In the New York and New Jersey sites, Cx. pipiens and Cx. restuans are the predominant Culex species. Two other species, Cx. territans and Cx. salinarius, are present, but rarely collected, in NJ traps or CDC traps in the region. In Maryland, Cx. pipiens and Cx. salinarius were the dominant species in the collection data. This led to problems with application of the model to the more southerly location.

Although the DD model was expected to be more adaptable to other regions than the development rate model, it did not perform as well. This was especially apparent when applying the model developed for one site (for example, site 1) to another site (such as site 2). This lack of good correlation may have been due to geographic differences in temperature-dependent development of local vector species. In addition, the presence of Cx. salinarius at the Maryland site may have contributed to the lack of fit with this data. Cx. salinarius is present, but rare, in our collections from Central New York. In addition, there can be significant bias and variation in the composition of mosquito collections based on the type of trap and spatial location of traps within different habitats (Brown et al. 2008).

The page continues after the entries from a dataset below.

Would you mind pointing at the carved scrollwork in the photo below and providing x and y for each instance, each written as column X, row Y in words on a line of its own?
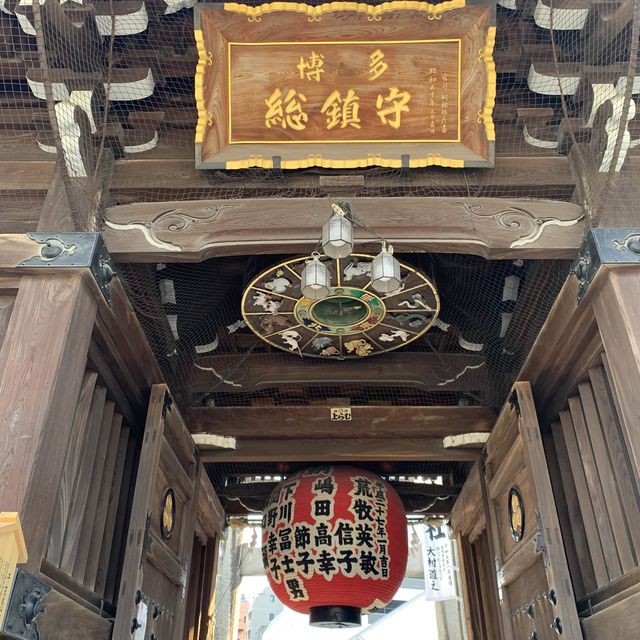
column 172, row 221
column 514, row 217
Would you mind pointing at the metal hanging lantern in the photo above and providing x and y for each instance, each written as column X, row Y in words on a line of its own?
column 315, row 280
column 334, row 543
column 337, row 235
column 385, row 271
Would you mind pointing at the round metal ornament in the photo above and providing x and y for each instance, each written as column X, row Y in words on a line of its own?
column 352, row 321
column 168, row 514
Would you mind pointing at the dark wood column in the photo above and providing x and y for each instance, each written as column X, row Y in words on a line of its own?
column 618, row 315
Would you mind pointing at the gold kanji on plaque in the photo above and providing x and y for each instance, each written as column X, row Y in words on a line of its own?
column 377, row 65
column 397, row 101
column 287, row 112
column 311, row 67
column 342, row 111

The development rate model for predicting adult Culex mosquito populations in the Northeast US is robust. It was capable of simulating population trends in terms of the timing of abundance peaks and the weekly variations of capture data in each of 7 years characterized by different climatological conditions. The model was also able to simulate the relative year-to-year variations in the capture data. It was difficult to directly compare simulated abundance with the actual population, as the relationship between the available capture data and total abundance is complex and not readily obtainable.

Further development of this model will include incorporation of vector-borne pathogen parameters for estimating risk and the development of user-friendly interfaces for local scale adaptation. In addition, this model may be useful for conceptually understanding the relative impact that climate change may have on mosquito habitats and the need for scaling data from regional areas to the level of mosquito microhabitats.